November 8, 2019 brought Tipper Gore, MA ’76, activist, author, photographer, and former second lady of the United States to the Peabody Library Grand Reading Room for remarks to help commemorate the Peabody Library’s centennial anniversary.
Gore has dedicated much of her life to providing a voice for those in need—including parents, children and families; those with mental health challenges; and the homeless.
In 2017, Gore funded the nationwide expansion of the flagship early-intervention teen program of the National Alliance on Mental Illness. The program is designed to reduce the stigma surrounding mental illness and help young people receive the treatment they need. Combining her love for photography with causes near to her heart, she worked with NAMI to co-author The Way Home: Ending Homelessness in America, a collection of photographs by Gore and other prominent photographers.
As former Second Lady of the United States, Gore served as mental health policy adviser to President Bill Clinton and convened the first White House Conference on Mental Health in 1999.

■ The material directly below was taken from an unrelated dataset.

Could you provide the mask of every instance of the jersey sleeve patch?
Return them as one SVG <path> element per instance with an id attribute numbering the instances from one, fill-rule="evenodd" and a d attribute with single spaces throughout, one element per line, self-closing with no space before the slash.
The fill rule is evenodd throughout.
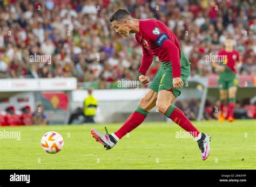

Upon her acceptance of the Peabody College Distinguished Alumna Award in 1997, Gore said, “I will be forever grateful for the unique academic spirit of Peabody College, which approached the examination of the human mind with just the right balance of intellectual rigor, compassion and understanding of the human condition.”
In 1990 she founded Tennessee Voices for Children, a coalition to promote services for children and youth with behavioral, emotional, substance abuse and other mental health challenges. She also helped draw attention to the effect of violence in the media upon children by co-founding the Parents’ Music Resource Center in 1985 to encourage parental and consumer awareness.
Gore, who worked as a photographer for the Tennessean during the 1970s, is the author of several books, including Raising PG Kids in an X-Rated Society and Picture This: A Visual Diary.
Born Mary Elizabeth Aitcheson, she was nicknamed Tipper by her mother. She grew up in Arlington, Virginia, and received a bachelor of arts from Boston University in 1970.